№7 トマトソース入りサンドイッチとグルートエールとプリン 4
飲み比べとかビアガーデン大好きだったなぁと夏の楽しみを思い出しつつ、私にとっては貴重なグルートエールを飲み干して人知れず幸せに浸っていると、急にアイザさんが「よし!」と大きな声を上げたためビクッと肩が跳ねた。
「あー、悪い。驚かせたか?」
「いえ、少しぼうっとしていたせいなので気にしないでください」
エールの味に浸っていたとは言えないのでそう誤魔化せば、アイザさんはならいいと言って流してくれたのでこっそり胸を撫で下ろす。飲料水代わりにされているエールに感動していたなんて言ったら、また要らぬ誤解を与えてしまう。
誤解や勘違いを利用して生き伸びてる身なので何を今さらといった感じかもしれないが、生活できるだけの環境は整ってきたのでこれ以上の同情は必要ないからね。
これ以上の罪悪感は耐えられなさそうなので墓穴を掘らないよう口を噤んでいると、レイスがゆっくりと口を開く。
「それで、できるのかアイザ」
「もちろんだ。任せな。工費はそうだな、小銀貨五枚でいい」
頼もしい返事とともに提示された値段に、私は思わず目を瞬かせる。
この世界は金貨、大銀貨、小銀貨、銅貨からなっており日本円に換算すると金貨がおおよそ十万円、大銀貨が一万円、小銀貨が千円、銅貨が百円くらいだと思われる。
ちなみに現在の私の給金は日当で小銀貨二枚。設備の整った小屋に住まわせてもらっていることや仕事内容を考えると、平均的な給料よりちょっと多くいただいているのだと思う。
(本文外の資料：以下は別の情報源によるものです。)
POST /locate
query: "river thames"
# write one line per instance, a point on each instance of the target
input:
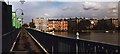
(104, 37)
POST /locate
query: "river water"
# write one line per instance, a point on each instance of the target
(104, 37)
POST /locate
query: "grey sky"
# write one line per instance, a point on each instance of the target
(67, 9)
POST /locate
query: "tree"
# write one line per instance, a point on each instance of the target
(25, 25)
(32, 25)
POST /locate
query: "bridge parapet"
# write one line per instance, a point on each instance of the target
(57, 44)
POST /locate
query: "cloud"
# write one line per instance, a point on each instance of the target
(91, 5)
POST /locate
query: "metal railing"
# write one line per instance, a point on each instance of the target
(59, 45)
(8, 39)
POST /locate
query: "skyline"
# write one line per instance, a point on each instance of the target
(66, 9)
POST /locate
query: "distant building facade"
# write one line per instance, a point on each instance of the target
(40, 23)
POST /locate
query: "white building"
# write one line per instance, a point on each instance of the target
(40, 23)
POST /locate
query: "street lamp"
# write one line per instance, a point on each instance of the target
(22, 1)
(21, 14)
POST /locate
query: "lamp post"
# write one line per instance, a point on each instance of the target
(21, 14)
(22, 1)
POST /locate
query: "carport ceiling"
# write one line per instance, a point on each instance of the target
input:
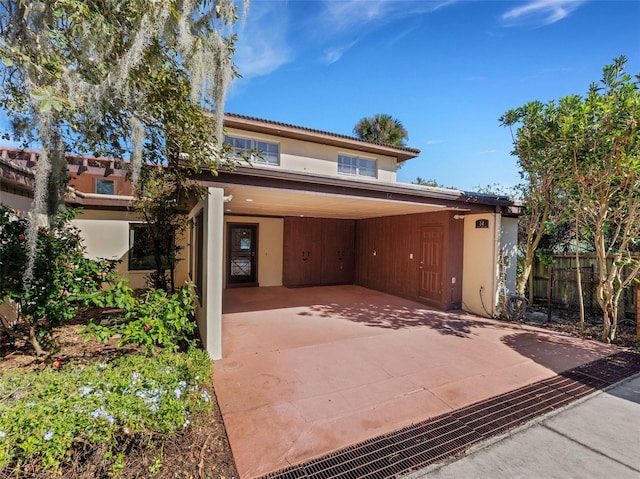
(262, 201)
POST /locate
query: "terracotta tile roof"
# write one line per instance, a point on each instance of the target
(408, 152)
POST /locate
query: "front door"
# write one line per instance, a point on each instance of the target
(242, 247)
(431, 248)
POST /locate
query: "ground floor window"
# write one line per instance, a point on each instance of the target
(141, 250)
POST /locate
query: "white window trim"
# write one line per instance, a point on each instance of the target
(95, 186)
(359, 157)
(254, 141)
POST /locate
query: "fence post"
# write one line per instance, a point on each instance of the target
(549, 292)
(638, 312)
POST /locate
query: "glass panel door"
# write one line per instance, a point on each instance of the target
(241, 254)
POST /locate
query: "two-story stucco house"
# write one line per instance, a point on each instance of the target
(315, 208)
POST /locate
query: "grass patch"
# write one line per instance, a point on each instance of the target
(49, 417)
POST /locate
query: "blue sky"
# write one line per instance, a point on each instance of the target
(447, 69)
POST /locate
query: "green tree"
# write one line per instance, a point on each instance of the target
(604, 135)
(581, 159)
(536, 146)
(63, 278)
(381, 128)
(424, 182)
(89, 77)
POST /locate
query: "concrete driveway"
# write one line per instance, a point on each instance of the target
(308, 371)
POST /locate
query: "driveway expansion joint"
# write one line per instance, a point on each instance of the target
(451, 434)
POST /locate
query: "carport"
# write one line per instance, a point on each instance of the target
(446, 248)
(308, 371)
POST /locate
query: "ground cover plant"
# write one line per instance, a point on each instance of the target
(97, 380)
(48, 417)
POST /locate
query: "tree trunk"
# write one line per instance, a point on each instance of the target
(521, 284)
(33, 340)
(579, 278)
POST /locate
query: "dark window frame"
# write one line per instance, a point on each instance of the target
(141, 256)
(103, 182)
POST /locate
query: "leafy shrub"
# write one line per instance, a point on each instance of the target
(63, 278)
(155, 319)
(47, 416)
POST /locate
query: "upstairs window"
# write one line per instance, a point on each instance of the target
(352, 165)
(257, 151)
(105, 187)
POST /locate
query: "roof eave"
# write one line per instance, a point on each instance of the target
(258, 125)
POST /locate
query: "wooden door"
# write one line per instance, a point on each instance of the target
(242, 248)
(431, 261)
(302, 252)
(338, 251)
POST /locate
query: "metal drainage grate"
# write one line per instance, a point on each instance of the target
(451, 434)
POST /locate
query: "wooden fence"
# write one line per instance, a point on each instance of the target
(556, 287)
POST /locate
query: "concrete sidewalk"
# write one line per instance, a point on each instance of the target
(595, 438)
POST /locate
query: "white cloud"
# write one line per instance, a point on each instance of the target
(271, 37)
(332, 55)
(541, 12)
(262, 45)
(349, 15)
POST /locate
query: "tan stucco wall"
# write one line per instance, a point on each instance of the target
(21, 203)
(479, 261)
(270, 241)
(106, 235)
(296, 155)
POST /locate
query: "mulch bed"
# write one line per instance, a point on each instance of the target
(200, 451)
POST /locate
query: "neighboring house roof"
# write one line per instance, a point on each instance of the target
(15, 178)
(269, 127)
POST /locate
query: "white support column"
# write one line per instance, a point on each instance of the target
(213, 259)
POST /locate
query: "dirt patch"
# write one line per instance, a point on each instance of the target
(567, 322)
(200, 451)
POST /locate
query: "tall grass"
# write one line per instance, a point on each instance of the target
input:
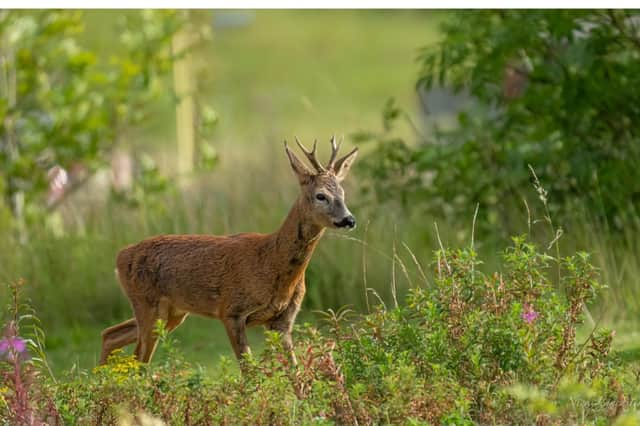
(319, 73)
酒場のお姉さんの日当が銀貨三枚くらいらしいし。
金属の物価や手間賃の平均がわからないのでアイザさんの提示した価格がどれほど値引きされているのかはわからないが、私の給与などから考えるに間違いなく安い。
「そんなに安くていいんですか?」
アイザさんの頼もしい返事と破格の値段に驚きの声を上げれば、ニッと悪戯めいた笑みが浮かぶ。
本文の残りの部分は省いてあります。